Fe is very easily transmogrified to its environs. I don't know about anyone else, but I'll go chameleon in a situation I'm new to or am unsure about. I think Fe has a way of attempting to blend in a temporary manner so it can size up the room. Fe is action-oriented, in my opinion, and it wants to know how the people recieve others, what the acceptible "norm" is for maximum social success in said situation. That's what makes Fe so dominant in the social arena. It knows generally and instinctively how to read the scene and the people in it.
With a couple of them I think I've figured out their type because I do see the need to connect with others, the emotional expressiveness, and natural calibration with their environment. They seem very current and trendy, almost SP-like, and their Si mostly comes through as factual knowledge retention and reminiscing but not necessarily traditional, kinda like pure_mercury. I think age also has a lot to do with it, because most of them are between 25 and 33 so maybe more stereotypical Fe characteristics will show up later in life. Also, I'm in the DC area and many people around here tend to be more educated so stereotypical Si traits may not be as obvious.

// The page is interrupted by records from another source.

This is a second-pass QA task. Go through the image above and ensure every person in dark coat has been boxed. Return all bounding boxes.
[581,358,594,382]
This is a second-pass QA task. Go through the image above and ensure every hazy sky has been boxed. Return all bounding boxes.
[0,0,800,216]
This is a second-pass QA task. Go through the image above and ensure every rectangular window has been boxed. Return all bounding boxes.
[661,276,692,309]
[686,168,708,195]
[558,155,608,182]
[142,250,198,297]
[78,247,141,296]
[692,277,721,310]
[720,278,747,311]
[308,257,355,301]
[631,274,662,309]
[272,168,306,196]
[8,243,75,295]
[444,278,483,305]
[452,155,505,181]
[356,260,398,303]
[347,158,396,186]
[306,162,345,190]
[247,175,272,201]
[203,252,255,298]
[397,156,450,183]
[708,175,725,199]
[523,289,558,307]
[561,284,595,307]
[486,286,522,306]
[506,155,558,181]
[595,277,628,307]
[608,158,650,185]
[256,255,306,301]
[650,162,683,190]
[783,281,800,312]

Pure Mercury is an excellent example of type. He's well-spoken, glib, knowledgable, and his bent toward music seems to correlate with other ESFJs I've known. The movie reviewer for our major local paper is an ExFJ, and I'm leaning toward S because he's not just funny and glib, but very observant, not squeamish, thoughtful and gives intelligent reasons for why he does or does not like a picture. He has a great capacity to remember movies and make comparisons, and his realm of interest is very broad, from French subtitled Afghani indie movies about pet ownership to blockbuster stuff like Batman.
These Fe dominants are harder to identify because they're not baking cookies and changing diapers, tend to be more sarcastic and wry than motherly/fatherly, not really fluffy, but they're very social and seem to pick up social cues quickly. And when I think about it further, you really can't have social harmony without some ability to be mutable. I'm not saying this is a go with the flow attitude, because that's more of an FP thing than FJ, just more of an ability to sublimate yourself.
We automatically figure out the values of others and use that make social decisions that will make things flow easily. Our interest is NOT control over the humans in our arena nor is it about being fake, it's about easy fluid dynamic and pleasing those people. Our value is found in the quality of our human interactions. Speaking for myself, if my human dynamics are flowing well, I get all the new ideas, randomness, data, creative charge and sharpening that I thrive on.
I don't want this to sound like mindless conformity because it's not. It's so easy to pin that label on Fe.
Easy and unfair. Especially compared to "cool" Fi which I think gets interpreted as more intelligent or fashionable.
I say all this because I'm just trying to isolate some components of Fe that I see rarely discussed in type descriptions. Mainly, I think could be a reason why it's so hard to identify ENFJs because you have this natural Fe reflectiveness and that's got Ni behind it and not all manifestations Ni are eccentric and bizarre. I don't know any ENFJs besides the ones on the forum and we're all very different people. The best example I can give is if you read how Lookin4 describes how she navigates her workplace through a mixture of drive, enthusiasm, charm, perceptiveness, and strategy. And it's easier to find examples of manipulative ENFJs than others.
I think ENFJs are also hard to pinpoint because they come off as either ENTJs or INFJs. I've found this to be personally troublesome.